TELKODER Genel Sekreteri Rıdvan Uğurlu, telekom sektörü mü büyük yoksa bilişim sektörü mü tartışmalarının gölgesinde, bu iki alanın BHT-Bilgi ve Haberleşme Teknolojileri olarak birleşmeye doğru gittiğini söyledi. Uğurlu, birleşme alanın adının ne olması gerektiğinin de ayrı bir tartışma konusu olduğunu söyledi. Rıdvan Uğurlu, konuya ilişkin olarak şunları söyledi:
“Ülkemizde şimdiye kadar telekomünikasyon ve bilişim alanları aynı başlık altında toplanarak bilişim sektörü olarak adlandırılmaktadır. Avrupa Birliği’nde ise bu alan biraz daha genişletilerek, ‘Bilgi toplumu ve medya’ olarak tanımlanmaktadır. Türkiye ile müzakereler de bu başlık altında yürütülmektedir.
Sektörün adını kimin koyduğu ve adının koyulmasında hangi unsurların dikkate alındığı tam olarak bilinmemekle birlikte büyüklük, teknoloji, ilk başlayan olma, söylenme kolaylığı, anlaşılma kolaylığı, kulağa hoş gelme vs. gibi gerekçeler ileri sürülebilir.”
Uğurlu, çeşitli kaynaklara göre 2006 yılı BHT-Bilişim ve Haberleşme Teknolojileri sektörü toplam gelirinin 20 Milyar Dolar olduğunun tahmin edildiğini ifade ederek, bu rakamın içerisinde 12-13 Milyar Dolar’ın telekomünikasyon işletmeciliği (Türk Telekom, GSM işletmecileri ve yeni işletmeciler) gelirleri olduğunu kaydetti. 1-1.5 Milyar Dolar’ın da telekomünikasyon teçhizatı ve hizmet gelirleri, geri kalan 6-7 Milyar Dolar’ın ise BT-Bilişim Teknolojileri sektörü gelirleri olduğunu anlattı.
Uğurlu, büyüklük açısından ele alındığında, telekomünikasyon alanından elde edilen gelirlerin çok daha büyük olmasına rağmen, bu sektörün bilişim sektörü olarak tanımlanmasının doğru bir yaklaşım olmadığını ifade etti. Uğurlu, açıklamasını şu şekilde sürdürdü:
“Bu sektörün bilişim sektörü olarak tanımlanması, telekomünikasyon alanının bilişim sektörünün bir alt kümesi olduğu izlenimi vermesi nedeniyle yanlış uygulamalara sebep olmaktadır. Örneğin e-İcra Kurulu’nda 3 bilişim sivil toplum kuruluşu (STK) yer almasına rağmen, telekomünikasyon sektörünü temsil eden STK bulunmamaktadır ve bu büyük bir eksikliktir.
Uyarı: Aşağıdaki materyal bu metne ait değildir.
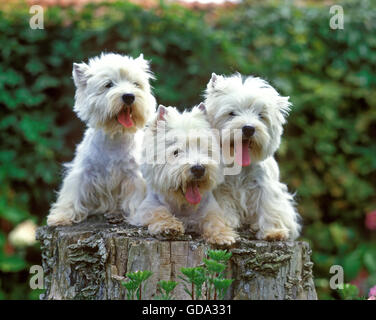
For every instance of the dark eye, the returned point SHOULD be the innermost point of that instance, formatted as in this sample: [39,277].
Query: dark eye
[109,84]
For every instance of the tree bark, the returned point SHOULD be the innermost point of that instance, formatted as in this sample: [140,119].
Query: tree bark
[89,261]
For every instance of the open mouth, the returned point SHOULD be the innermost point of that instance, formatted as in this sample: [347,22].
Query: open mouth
[242,151]
[125,117]
[192,192]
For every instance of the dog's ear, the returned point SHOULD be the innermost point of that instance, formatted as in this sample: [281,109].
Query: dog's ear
[284,107]
[144,64]
[161,113]
[202,107]
[80,74]
[214,81]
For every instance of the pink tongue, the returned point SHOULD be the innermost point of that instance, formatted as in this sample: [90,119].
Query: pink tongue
[193,194]
[242,156]
[124,118]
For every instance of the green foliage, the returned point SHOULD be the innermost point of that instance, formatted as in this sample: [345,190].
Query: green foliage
[136,284]
[349,292]
[211,276]
[195,278]
[328,150]
[165,288]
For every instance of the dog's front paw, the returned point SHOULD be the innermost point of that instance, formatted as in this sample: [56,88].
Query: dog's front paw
[224,236]
[56,218]
[273,235]
[166,226]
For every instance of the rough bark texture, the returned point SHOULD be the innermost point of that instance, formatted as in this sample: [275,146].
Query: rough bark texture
[89,261]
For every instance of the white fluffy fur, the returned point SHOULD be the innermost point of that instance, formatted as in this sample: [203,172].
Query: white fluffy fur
[255,196]
[104,176]
[165,209]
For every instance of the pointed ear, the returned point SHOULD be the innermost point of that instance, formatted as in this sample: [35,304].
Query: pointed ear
[202,107]
[213,81]
[80,74]
[161,113]
[144,64]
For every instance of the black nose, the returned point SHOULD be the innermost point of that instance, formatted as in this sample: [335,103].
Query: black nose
[128,98]
[248,131]
[198,171]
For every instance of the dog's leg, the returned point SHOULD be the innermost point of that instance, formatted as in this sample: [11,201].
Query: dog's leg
[132,193]
[277,219]
[156,217]
[69,207]
[227,202]
[215,230]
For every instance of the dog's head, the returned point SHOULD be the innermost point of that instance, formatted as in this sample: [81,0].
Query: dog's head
[185,162]
[113,92]
[249,113]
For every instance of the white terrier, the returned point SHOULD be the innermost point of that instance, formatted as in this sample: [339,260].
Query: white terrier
[255,196]
[182,166]
[114,98]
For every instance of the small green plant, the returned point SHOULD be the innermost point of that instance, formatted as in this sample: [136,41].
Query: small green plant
[349,292]
[195,278]
[216,265]
[211,276]
[165,288]
[136,283]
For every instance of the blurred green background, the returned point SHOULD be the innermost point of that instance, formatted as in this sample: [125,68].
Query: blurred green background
[328,154]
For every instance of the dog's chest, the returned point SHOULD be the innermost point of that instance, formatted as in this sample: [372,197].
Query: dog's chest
[110,158]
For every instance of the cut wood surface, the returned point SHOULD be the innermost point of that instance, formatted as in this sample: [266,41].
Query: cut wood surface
[89,260]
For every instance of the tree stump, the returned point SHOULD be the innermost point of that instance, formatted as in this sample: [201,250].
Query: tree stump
[89,261]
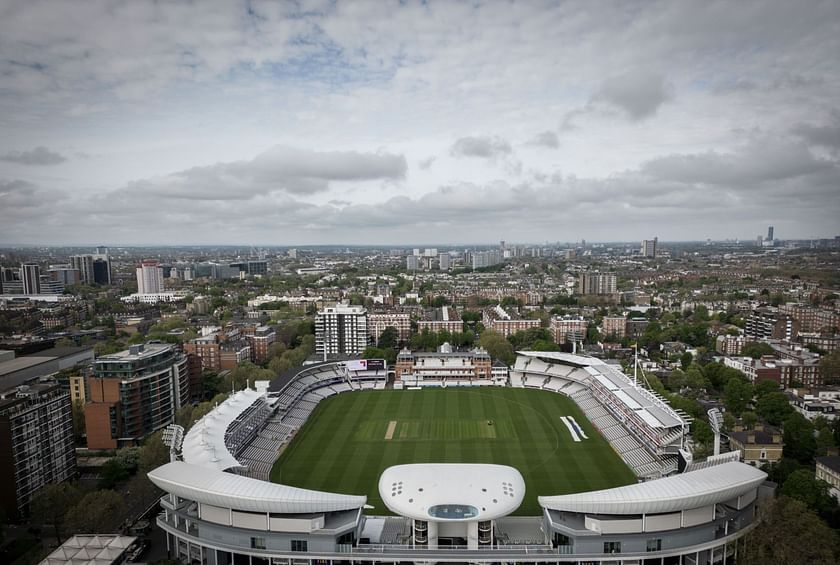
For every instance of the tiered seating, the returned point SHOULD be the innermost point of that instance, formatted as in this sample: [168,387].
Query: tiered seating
[625,443]
[534,382]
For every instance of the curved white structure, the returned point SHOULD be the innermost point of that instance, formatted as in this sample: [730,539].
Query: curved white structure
[702,488]
[443,492]
[226,490]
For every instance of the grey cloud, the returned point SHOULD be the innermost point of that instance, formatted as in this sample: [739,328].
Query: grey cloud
[426,164]
[827,135]
[546,139]
[285,169]
[757,162]
[485,147]
[37,156]
[639,94]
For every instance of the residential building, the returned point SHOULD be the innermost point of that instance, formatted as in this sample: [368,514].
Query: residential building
[30,274]
[134,393]
[489,258]
[730,344]
[828,470]
[260,338]
[568,328]
[812,319]
[758,446]
[614,326]
[500,320]
[149,277]
[36,442]
[443,365]
[769,323]
[444,319]
[341,330]
[400,321]
[597,283]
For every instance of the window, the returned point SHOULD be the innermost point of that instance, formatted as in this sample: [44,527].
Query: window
[299,545]
[612,547]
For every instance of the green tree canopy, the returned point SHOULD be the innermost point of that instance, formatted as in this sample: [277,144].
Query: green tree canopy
[774,408]
[497,346]
[50,505]
[98,511]
[790,533]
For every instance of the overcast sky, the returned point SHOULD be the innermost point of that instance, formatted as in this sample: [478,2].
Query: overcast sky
[141,122]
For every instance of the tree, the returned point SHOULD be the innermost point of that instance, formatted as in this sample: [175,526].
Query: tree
[98,511]
[800,443]
[790,533]
[498,347]
[804,487]
[756,350]
[774,408]
[685,360]
[749,419]
[51,503]
[765,387]
[737,394]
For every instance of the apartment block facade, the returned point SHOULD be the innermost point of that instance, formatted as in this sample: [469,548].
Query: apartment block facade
[135,393]
[36,442]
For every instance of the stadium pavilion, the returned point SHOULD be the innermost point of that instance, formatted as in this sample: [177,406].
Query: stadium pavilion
[220,509]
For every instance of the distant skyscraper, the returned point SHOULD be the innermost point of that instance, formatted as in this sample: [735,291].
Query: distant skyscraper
[341,329]
[649,247]
[444,261]
[30,274]
[149,277]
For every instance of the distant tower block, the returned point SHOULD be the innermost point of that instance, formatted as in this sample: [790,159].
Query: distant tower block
[716,423]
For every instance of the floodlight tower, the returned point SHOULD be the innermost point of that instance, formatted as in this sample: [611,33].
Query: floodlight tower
[173,437]
[716,423]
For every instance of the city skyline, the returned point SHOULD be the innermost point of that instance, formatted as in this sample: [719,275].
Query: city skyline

Bir diğer yanlış tanımlama ise, telekomünikasyon sektörünün kendi içinde yaşanmaktadır. Devlet kurumlarımızın, siyasilerimizin ve bürokratlarımızın konuşmalarından ve davranışlarından, telekomünikasyon sektörünü Türk Telekom, Türksat ve 3 GSM işletmecisinden ibaret olduğunu anladıkları anlaşılmaktadır. Halbuki, sektörde bir çok alanda yeni lisanslı işletmecilerde yer almaya başlamışlardır. Bu işletmecilerin pazardan aldıkları pay bu gün için küçük olabilir, ancak serbestleşmenin gerçekleşmesi ile bu pay çok daha büyük noktalara gelecektir.”